Cloud / Distributed Systems - Overview

Updated: 2019-06-15

Working on any non-trivial projects in any non-ancient software companies would require some knowledge about distributed systems. Seriously, with data at today's scale, everything is distributed. This is an attempt to create a mind map to help you navigate.

Distributed (Data) System

It's all about data:

  • Store data so that they, or another application, can find it again later (databases)
  • Remember the result of an expensive operation, to speed up reads (caches)
  • Allow users to search data by keyword or filter it in various ways (search indexes)
  • Send a message to another process, to be handled asynchronously (message queues)
  • Observe what is happening, and act on events as they occur (stream processing)
  • Periodically crunch a large amount of accumulated data (batch processing)

Top 3 Clouds

"Cloud is the new OS"

  • Amazon AWS
  • Microsoft Azure
  • Google Cloud Platform(GCP)

Comparison Chart:

Web Tier

Web servers:

  • Apache
  • Nginx

Or generate static sites and deploy on services like S3

Data Format/Serialization

  • Protobuf: created and used by Google
  • Thrift: created and used by Facebook
  • Avro
  • RCFile(Record Columnar File): Facebook
  • Optimized Row Columnar (ORC) Hortonworks
  • Parquet: Cloudera and Twitter
  • GRPC

parquet vs arrow:

  • parquet: on disk
  • arrow: in memory

Code management

Git or hg(better support for larger repos)

CI/CD

Facebook: Landcastle https://gregoryszorc.com/blog/2015/03/28/notes-from-facebook%27s-developer-infrastructure-at-scale-f8-talk/

Compute/Deployment

Virtual machine, container, serverless

The related job titles may be: DevOps/Production Engineer/Site Reliability Engineer

  • Kubernetes/Docker
  • Chef/Puppet/Ansible
  • Serverless

https://www.simform.com/serverless-vs-containers/

Batch Data Processing

https://medium.com/@maximebeauchemin/functional-data-engineering-a-modern-paradigm-for-batch-data-processing-2327ec32c42a

More Stacks

AWS Nitro System

Offload network, storage and management to dedicated hardware, so CPU can be used for more important computing jobs. Thanks to the ASIC(Application-specific integrated circuit) from Annapurna Labs, a company that Amazon acquired.

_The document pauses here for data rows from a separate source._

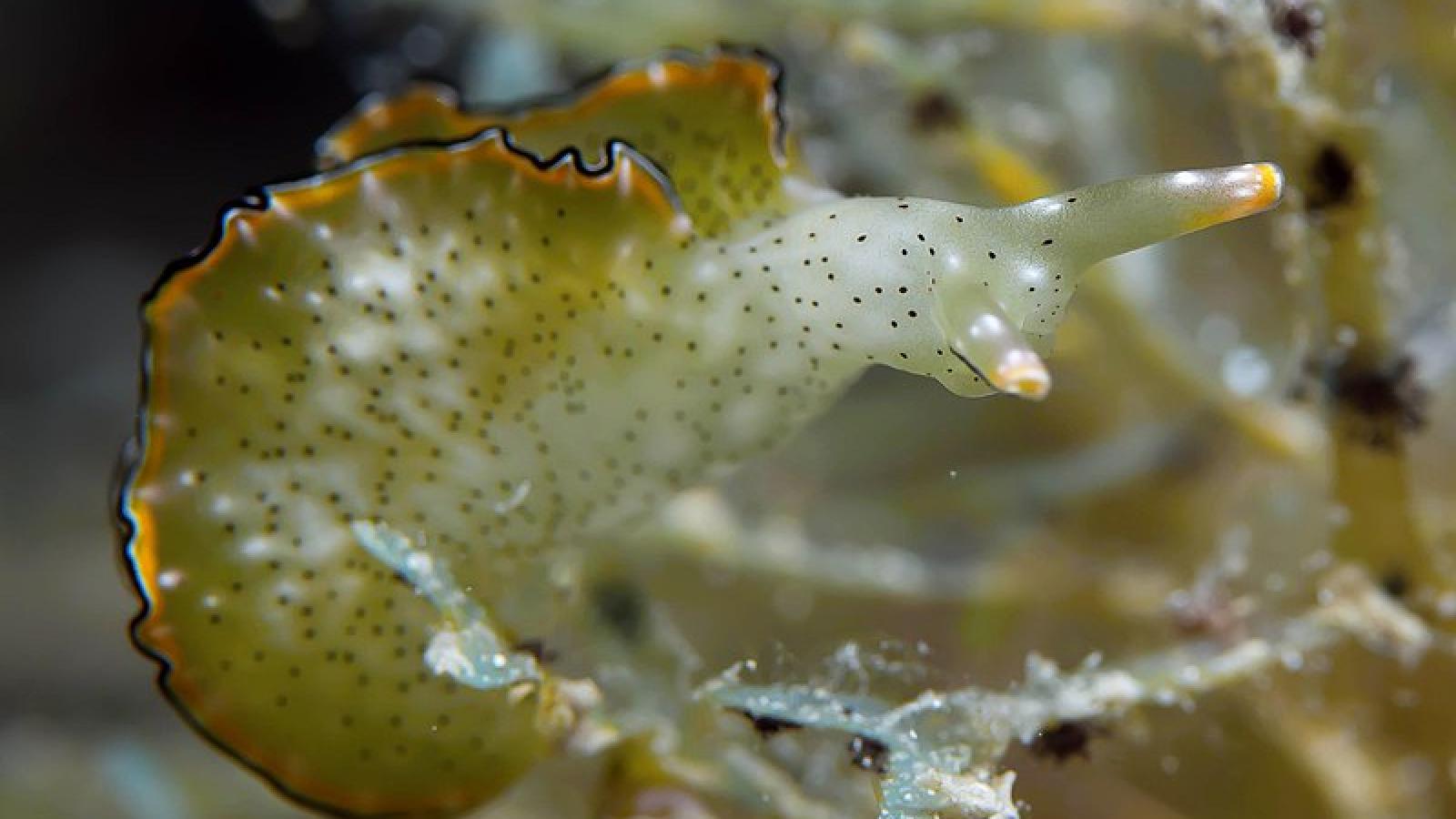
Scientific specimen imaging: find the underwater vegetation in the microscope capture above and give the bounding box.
[113,2,1456,819]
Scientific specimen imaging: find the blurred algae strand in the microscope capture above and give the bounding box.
[122,0,1456,819]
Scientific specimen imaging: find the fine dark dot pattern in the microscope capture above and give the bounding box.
[122,47,1287,814]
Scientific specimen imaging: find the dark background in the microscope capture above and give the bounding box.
[0,0,357,734]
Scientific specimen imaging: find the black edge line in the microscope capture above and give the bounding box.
[315,42,788,170]
[112,126,686,819]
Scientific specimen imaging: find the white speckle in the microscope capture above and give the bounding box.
[1223,346,1274,397]
[1172,170,1201,188]
[492,478,531,514]
[425,631,475,679]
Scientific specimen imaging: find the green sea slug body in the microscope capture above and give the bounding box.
[121,51,1281,816]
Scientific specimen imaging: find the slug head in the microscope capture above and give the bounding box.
[934,163,1283,399]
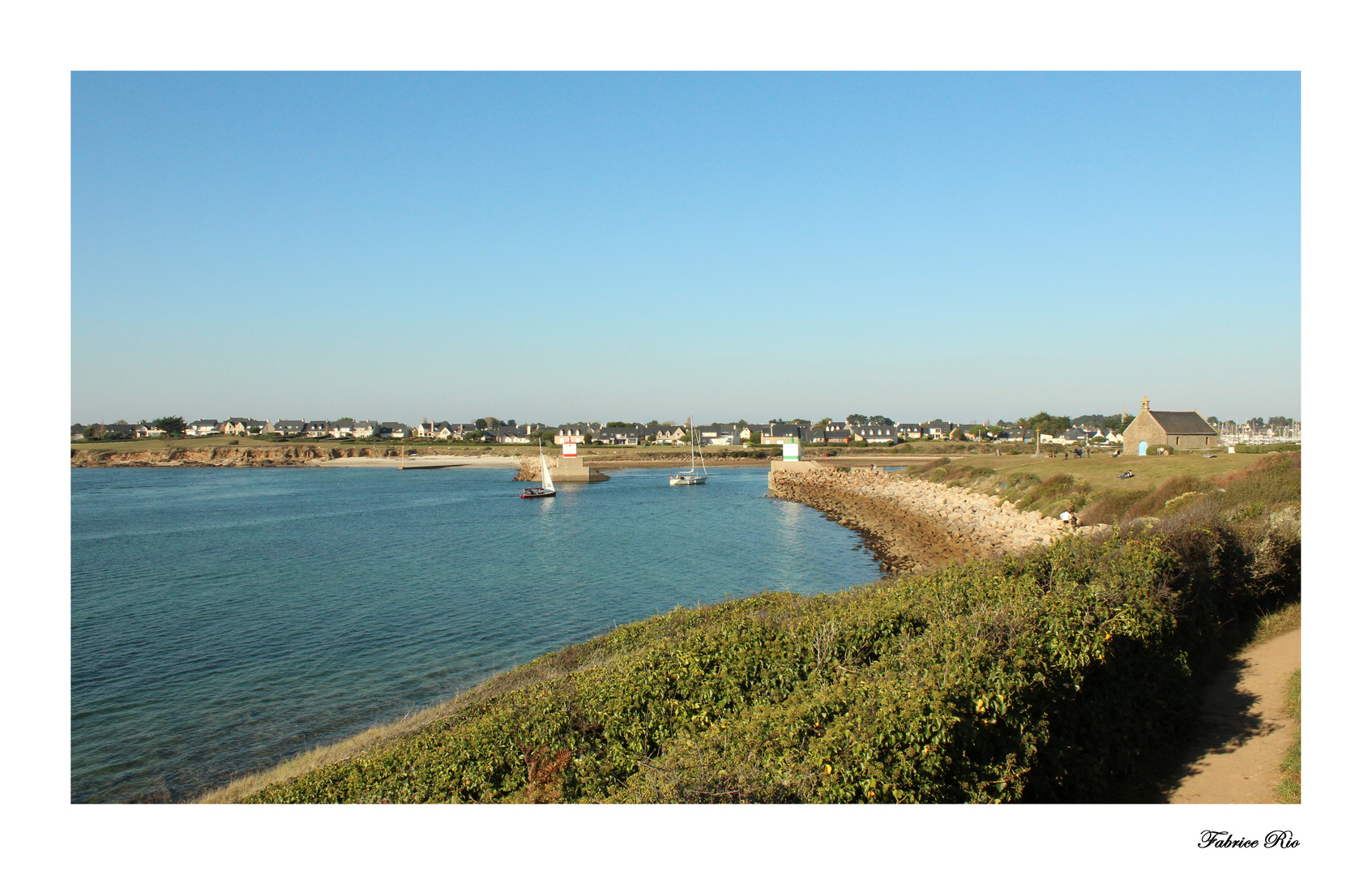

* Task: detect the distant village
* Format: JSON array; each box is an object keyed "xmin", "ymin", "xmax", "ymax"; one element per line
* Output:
[{"xmin": 71, "ymin": 399, "xmax": 1301, "ymax": 449}]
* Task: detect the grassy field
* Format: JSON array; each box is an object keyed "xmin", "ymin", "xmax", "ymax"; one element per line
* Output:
[{"xmin": 949, "ymin": 451, "xmax": 1258, "ymax": 491}]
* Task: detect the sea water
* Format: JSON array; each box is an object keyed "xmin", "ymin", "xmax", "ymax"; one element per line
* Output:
[{"xmin": 71, "ymin": 467, "xmax": 879, "ymax": 802}]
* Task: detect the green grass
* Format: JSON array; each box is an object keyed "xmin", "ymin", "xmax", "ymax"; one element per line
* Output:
[
  {"xmin": 1277, "ymin": 668, "xmax": 1301, "ymax": 805},
  {"xmin": 216, "ymin": 459, "xmax": 1299, "ymax": 802},
  {"xmin": 905, "ymin": 453, "xmax": 1301, "ymax": 525}
]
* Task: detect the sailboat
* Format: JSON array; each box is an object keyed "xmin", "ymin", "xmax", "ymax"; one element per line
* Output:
[
  {"xmin": 519, "ymin": 440, "xmax": 557, "ymax": 497},
  {"xmin": 667, "ymin": 420, "xmax": 707, "ymax": 485}
]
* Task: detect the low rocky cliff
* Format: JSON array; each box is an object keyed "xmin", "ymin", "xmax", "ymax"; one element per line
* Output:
[
  {"xmin": 71, "ymin": 444, "xmax": 400, "ymax": 467},
  {"xmin": 771, "ymin": 467, "xmax": 1071, "ymax": 572}
]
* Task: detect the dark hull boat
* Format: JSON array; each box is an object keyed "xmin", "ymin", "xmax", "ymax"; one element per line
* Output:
[{"xmin": 519, "ymin": 440, "xmax": 557, "ymax": 497}]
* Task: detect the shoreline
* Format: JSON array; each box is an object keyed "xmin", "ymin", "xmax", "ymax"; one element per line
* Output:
[
  {"xmin": 196, "ymin": 468, "xmax": 1071, "ymax": 804},
  {"xmin": 770, "ymin": 467, "xmax": 1075, "ymax": 574}
]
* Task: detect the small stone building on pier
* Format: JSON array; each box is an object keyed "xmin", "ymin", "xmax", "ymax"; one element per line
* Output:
[{"xmin": 1124, "ymin": 398, "xmax": 1220, "ymax": 455}]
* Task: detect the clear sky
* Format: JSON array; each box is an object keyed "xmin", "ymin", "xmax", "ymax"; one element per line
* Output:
[{"xmin": 71, "ymin": 73, "xmax": 1301, "ymax": 424}]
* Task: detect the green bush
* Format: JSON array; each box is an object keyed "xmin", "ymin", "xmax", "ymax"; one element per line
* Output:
[{"xmin": 251, "ymin": 496, "xmax": 1299, "ymax": 802}]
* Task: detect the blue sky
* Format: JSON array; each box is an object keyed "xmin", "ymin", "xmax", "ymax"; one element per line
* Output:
[{"xmin": 71, "ymin": 73, "xmax": 1301, "ymax": 424}]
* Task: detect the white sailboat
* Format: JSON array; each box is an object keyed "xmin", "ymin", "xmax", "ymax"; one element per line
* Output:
[
  {"xmin": 519, "ymin": 440, "xmax": 557, "ymax": 497},
  {"xmin": 667, "ymin": 418, "xmax": 708, "ymax": 485}
]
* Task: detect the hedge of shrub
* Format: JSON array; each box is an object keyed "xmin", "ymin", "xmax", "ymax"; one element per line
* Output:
[{"xmin": 241, "ymin": 482, "xmax": 1301, "ymax": 802}]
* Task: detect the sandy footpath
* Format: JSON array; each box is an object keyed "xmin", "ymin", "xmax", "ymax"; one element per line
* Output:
[{"xmin": 1168, "ymin": 630, "xmax": 1301, "ymax": 804}]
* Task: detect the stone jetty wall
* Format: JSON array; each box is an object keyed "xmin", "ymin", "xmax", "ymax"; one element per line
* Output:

Nitro Hypervisor: built on KVM, but does not include general purpose operating system components.

Distributed Cluster Operating Systems

  • Kubernetes, the open-source version of Google's internal Borg
  • Mesos

Integration Patterns

  • API: contract driven
  • Event Driven
  • Data Stream Driven

Latency

Latency must be paired with a p number(p50, p95, p99, etc)

Light speed limit: 93 miles distance adds 1 ms RTT(round-trip time).

Notes

  • SQL->NoSQL, Data Warehouse->Data Lake: think less about how to put data in, but more when pulling data out.
  • Do you want it right? read your writes. Do you want it right now? bounded by fast SLA
  • devops replaces sysadmin

State

  • Session state: across running things. Stateful sessions remembers stuff; Stateless does not remember on the session
  • Durable state: across failure, stuff is remembered when you come back later.

gRPC and LOAS

https://security.googleblog.com/2017/12/securing-communications-between-google.html

  • ALTS, Application Layer Transport Security(LOAS2); a replacement for SSL/TLS

    • TLS: from external to Google
    • ALTS: for service-to-service communications within Goolge's infrastructure
  • gRPC: a replacement for Google's internal only Stubby, on top of LTS or ALTS

consistent hashing

a distribution scheme that does not depend directly on the number of servers

SSTable

SSTable: Sorted String Table, sorted strings in files. Used by BigTable, Cassandra, Spanner. Also LevelDB and RocksDB.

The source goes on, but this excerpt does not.